May 16, 2022 3:44 am

Cryptogastronomy. This is how the blockchain is used in Argentina with wines and meats

There are words that are often heard these days (and will be heard more and more): cryptocurrencies, blockchain (blockchain, in Spanish), bitcoin Y token. The concept, although it involves complex mathematical issues, is easy to understand. Data stored on a blockchain is unalterable, because the blockchain works like a paper minute book. Only that its pages are not sewn with thread, but with a cryptographic mechanism that makes them, in principle, inviolable. (In principle because, as the original paper that founded Bitcoin makes clear, the robustness of the block chain depends on the computational capacity of the attacker; in principle and for practical purposes, it can be considered invulnerable with current technologies.) Thus, This is the first time that the problem of double spending with virtual currencies. The reader will find here a detailed introduction to the idea of ​​the blockchain.

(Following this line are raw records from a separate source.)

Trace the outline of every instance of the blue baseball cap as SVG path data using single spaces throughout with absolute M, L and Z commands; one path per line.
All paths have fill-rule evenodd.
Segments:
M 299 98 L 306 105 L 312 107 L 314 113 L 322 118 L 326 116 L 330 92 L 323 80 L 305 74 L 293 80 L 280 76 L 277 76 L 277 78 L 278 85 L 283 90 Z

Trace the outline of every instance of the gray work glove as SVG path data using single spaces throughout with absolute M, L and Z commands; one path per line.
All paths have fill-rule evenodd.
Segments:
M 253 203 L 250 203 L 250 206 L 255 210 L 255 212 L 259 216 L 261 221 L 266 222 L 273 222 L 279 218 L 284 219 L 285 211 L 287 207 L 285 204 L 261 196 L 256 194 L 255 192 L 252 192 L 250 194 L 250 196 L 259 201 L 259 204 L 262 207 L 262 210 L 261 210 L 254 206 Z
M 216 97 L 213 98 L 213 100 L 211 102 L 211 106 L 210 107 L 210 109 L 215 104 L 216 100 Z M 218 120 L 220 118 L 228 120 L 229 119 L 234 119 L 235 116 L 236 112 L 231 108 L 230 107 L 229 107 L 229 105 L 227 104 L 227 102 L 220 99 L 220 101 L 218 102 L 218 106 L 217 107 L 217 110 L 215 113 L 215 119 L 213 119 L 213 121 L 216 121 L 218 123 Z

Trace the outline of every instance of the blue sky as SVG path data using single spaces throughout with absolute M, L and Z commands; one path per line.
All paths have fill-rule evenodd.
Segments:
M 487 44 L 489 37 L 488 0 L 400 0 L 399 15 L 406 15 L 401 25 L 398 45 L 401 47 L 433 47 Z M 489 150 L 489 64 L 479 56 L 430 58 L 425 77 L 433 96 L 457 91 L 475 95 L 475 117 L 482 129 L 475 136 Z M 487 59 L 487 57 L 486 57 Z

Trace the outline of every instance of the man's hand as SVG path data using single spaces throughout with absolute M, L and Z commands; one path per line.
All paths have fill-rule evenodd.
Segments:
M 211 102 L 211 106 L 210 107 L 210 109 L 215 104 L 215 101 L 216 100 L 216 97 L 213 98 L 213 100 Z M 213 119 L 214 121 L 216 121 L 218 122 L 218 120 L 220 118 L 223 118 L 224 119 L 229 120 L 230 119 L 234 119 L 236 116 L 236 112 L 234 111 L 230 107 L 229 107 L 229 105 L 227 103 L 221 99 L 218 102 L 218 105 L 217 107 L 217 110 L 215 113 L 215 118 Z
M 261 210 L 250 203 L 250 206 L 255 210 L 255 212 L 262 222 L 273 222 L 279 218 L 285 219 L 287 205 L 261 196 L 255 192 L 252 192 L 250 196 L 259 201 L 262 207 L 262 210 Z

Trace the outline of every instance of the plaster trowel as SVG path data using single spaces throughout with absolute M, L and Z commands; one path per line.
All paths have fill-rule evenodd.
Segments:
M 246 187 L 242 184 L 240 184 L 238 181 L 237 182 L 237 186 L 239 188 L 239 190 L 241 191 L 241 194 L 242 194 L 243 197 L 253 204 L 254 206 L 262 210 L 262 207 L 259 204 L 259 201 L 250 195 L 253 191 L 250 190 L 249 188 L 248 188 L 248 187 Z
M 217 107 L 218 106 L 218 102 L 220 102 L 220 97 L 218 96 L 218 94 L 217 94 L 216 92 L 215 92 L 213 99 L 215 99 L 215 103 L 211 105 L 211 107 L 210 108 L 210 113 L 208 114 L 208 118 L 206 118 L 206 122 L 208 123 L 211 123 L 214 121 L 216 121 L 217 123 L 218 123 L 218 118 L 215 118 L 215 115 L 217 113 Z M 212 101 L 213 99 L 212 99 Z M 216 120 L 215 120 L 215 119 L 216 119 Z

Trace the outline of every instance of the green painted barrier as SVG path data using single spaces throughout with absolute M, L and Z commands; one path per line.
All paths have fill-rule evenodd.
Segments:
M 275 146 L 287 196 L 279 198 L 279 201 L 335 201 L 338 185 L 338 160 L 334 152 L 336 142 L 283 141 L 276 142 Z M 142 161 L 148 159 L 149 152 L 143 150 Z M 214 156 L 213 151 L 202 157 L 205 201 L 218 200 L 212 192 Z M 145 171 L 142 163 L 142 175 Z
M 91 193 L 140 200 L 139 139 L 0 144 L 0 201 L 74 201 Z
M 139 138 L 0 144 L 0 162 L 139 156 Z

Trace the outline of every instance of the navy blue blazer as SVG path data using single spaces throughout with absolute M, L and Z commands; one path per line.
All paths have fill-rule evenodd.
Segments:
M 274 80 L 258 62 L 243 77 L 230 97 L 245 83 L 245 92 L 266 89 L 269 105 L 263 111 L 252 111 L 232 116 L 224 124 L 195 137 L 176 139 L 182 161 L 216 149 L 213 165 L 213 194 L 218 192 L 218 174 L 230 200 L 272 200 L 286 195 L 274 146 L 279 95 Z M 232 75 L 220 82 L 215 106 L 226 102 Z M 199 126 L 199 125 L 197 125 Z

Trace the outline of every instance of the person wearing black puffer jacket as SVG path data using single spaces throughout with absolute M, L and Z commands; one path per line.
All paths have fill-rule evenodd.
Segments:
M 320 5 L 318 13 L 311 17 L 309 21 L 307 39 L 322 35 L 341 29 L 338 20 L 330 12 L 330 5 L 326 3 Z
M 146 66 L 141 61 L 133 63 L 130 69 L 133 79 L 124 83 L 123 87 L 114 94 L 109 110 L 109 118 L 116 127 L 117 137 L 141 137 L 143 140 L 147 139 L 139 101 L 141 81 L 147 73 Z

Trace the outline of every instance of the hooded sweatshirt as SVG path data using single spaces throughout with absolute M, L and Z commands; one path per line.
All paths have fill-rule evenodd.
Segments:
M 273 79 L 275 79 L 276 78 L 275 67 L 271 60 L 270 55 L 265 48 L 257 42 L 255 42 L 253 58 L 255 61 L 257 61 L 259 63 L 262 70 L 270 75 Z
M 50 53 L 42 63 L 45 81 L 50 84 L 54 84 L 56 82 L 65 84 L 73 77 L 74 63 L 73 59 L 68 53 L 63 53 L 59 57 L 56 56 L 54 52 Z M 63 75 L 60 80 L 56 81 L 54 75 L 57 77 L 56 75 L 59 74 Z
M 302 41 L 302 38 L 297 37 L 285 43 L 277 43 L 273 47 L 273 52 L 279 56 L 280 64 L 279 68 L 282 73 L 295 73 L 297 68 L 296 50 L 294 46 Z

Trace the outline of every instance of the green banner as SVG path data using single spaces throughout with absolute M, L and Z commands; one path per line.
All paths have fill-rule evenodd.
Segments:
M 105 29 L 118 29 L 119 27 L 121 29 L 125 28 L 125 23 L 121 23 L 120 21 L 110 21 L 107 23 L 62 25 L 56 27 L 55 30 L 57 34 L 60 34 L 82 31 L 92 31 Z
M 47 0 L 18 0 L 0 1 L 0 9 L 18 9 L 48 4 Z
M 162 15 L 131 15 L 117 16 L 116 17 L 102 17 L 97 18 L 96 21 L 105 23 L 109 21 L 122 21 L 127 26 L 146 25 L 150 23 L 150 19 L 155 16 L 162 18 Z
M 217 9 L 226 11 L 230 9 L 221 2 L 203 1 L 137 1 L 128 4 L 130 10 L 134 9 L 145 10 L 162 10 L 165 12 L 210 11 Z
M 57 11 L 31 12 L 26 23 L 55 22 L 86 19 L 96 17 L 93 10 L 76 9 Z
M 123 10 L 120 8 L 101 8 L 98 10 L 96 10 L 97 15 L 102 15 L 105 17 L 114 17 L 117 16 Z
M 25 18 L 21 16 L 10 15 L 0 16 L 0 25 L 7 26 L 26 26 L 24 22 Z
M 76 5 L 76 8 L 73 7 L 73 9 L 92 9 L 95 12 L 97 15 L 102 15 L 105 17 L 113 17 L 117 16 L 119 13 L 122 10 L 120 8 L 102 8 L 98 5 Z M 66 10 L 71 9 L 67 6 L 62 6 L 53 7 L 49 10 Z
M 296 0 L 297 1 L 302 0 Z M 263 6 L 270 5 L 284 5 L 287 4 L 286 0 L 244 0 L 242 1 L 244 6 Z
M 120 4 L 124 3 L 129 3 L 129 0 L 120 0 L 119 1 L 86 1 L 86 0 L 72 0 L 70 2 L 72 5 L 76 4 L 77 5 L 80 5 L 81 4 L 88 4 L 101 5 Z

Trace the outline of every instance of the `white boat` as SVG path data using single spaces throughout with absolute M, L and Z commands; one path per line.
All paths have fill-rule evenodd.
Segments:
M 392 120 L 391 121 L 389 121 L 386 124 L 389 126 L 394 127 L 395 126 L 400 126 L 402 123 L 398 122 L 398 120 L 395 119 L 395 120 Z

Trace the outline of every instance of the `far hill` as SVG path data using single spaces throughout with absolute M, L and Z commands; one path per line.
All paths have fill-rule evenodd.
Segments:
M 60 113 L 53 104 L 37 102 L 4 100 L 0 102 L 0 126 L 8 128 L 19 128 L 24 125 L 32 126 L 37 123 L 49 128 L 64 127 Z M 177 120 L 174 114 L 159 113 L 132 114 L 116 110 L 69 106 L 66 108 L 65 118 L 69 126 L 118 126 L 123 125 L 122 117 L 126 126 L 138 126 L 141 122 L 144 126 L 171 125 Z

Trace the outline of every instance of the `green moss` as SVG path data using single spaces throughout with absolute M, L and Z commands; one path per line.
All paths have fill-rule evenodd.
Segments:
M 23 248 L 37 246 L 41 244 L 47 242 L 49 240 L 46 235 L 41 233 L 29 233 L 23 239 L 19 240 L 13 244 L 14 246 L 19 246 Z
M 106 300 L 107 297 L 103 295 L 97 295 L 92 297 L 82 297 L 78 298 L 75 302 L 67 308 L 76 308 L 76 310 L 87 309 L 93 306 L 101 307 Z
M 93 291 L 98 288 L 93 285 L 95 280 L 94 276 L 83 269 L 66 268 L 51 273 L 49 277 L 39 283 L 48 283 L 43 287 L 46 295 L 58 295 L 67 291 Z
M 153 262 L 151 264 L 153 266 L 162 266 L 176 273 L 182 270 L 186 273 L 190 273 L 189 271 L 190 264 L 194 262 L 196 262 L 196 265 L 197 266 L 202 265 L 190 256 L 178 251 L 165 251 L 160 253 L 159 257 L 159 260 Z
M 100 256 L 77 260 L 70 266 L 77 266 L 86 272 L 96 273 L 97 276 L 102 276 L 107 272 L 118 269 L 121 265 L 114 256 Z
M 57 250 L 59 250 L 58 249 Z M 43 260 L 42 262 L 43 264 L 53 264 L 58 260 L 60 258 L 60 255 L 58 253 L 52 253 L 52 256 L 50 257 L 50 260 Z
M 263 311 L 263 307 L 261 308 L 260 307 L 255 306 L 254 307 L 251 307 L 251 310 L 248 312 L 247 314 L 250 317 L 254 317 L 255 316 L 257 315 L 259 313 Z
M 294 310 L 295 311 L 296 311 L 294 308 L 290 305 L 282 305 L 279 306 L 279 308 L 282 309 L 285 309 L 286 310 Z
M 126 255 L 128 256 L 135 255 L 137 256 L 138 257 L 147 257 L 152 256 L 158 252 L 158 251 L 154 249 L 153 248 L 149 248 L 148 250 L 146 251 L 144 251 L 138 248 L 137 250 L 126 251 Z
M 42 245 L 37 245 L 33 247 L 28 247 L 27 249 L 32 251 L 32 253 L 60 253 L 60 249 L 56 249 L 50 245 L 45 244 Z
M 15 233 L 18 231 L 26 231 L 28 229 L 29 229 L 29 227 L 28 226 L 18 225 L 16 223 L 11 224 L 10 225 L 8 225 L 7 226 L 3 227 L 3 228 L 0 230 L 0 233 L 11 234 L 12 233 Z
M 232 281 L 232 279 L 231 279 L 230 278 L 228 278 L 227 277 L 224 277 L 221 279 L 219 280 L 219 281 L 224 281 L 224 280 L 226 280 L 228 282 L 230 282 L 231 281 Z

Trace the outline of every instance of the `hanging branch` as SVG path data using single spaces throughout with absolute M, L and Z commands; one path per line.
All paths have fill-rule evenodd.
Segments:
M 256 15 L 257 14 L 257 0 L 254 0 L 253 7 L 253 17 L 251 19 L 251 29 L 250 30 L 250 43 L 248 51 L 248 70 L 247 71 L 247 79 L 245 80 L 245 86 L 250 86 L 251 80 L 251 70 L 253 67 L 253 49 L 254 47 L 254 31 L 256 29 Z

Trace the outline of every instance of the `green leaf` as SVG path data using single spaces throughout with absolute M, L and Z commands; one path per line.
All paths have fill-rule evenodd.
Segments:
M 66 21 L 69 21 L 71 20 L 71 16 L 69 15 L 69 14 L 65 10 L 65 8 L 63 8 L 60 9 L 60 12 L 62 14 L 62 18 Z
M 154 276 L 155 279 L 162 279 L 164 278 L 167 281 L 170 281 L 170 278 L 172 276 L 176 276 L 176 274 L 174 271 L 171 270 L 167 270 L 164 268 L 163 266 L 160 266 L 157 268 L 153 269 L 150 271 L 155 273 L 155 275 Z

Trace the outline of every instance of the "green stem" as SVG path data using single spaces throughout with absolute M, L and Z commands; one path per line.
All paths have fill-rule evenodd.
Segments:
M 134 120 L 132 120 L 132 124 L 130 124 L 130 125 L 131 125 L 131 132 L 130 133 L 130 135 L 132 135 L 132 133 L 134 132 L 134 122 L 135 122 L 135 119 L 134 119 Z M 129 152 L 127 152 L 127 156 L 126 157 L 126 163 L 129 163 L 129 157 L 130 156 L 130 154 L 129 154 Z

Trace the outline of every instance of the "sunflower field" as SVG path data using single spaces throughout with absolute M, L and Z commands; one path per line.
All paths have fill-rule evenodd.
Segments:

Now, who can validate coins, can also validate anything else. For example, the certificate of ownership of a work of art. In that case we are talking about a token (not a cryptocurrency) and this is the case of NFTs, for token no fungible. “Non-fungible” means that, unlike cryptocurrencies, these tokens are not anonymous.

Mike Tango Bravo, founder of Bodega Costaflores, explains that there are several reasons why he uses tokens. “We harvest the grapes in March, we make wine in April and it takes three years of aging before it can be drunk, but we know that it is a finite amount of wine. So in May we issued tokens equal to the number of bottles we produce, and right away people can buy and sell the wine tokens. In short, this is how we launch the bottles for pre-sale, and one with the token can do whatever they want, even resell it. The price is determined by the supply and demand of the market on the platform openvino.exchange. For example, the token of the 2018 harvest today is around 15 dollars, and that of the 2021 harvest, 1.80 dollars”, details Bravo, who is a project leader in openvino.exchange.

Each bottle also has a unique and serialized QR code. “If the consumer scans the code, answers five questions about their wine experience and takes a selfie, we give them a share of the company, documented by means of an NFT. I want to demonstrate that we are inundated with false information and opinions that come from platforms and websites that we do not know if they are made by real consumers or by bots”, justifies the businessman, and points out that the state of society before the chain of blocks is similar to what happened with the internet in 1991.

Cabaña Pilagá is dedicated to the breeding of the Braford cattle breed. This company also uses NFT; a cow token digitally represents each of its animals within the blockchain of the Carnes Validadas platform, dedicated to offering traceability services.

“This allows us to increase our productivity, add value to our business and to the meat chain in general. In addition, with this system we were able to offer the first animals with a guarantee in the history of Argentine livestock,” says Juan Martín Miretti, from Cabaña Pilagá, whose meat unit used a few months ago the information collected from the heads of cattle and consolidates it into a QR code, which goes on the packages it exports to Saudi Arabia and Europe.

Diego Heinrich, co-founder and CEO of Carnes Validadas, maintains that, thanks to blockchain technology, it is possible to show, transfer and validate information in a transparent way; for example, about food and health protocols. “All of this used to be done manually and roughly, but today it can be done granularly.”

“Food companies need to optimize traceability and transparency. For example, thanks to the blockchain, a company that buys grains to produce another food has the quality of that raw material guaranteed; a transparency that consumers also demand. Today it would be possible to scan the package of a soy milanesa in the supermarket to find out where that soy comes from, or to find out if a product that claims to be organic really is,” observes Ariel Ismirlian, co-founder and CEO of Wiagro, an Argentine startup that develops technological solutions for the field and that will soon launch blockchain-based services.

“For the final consumer, these innovations should not affect the price of the products, while for the brands it is an opportunity to position themselves in the market due to the information it offers,” says Ismirlian, and indicates that in the future the use of blockchain and tokens could become a standard.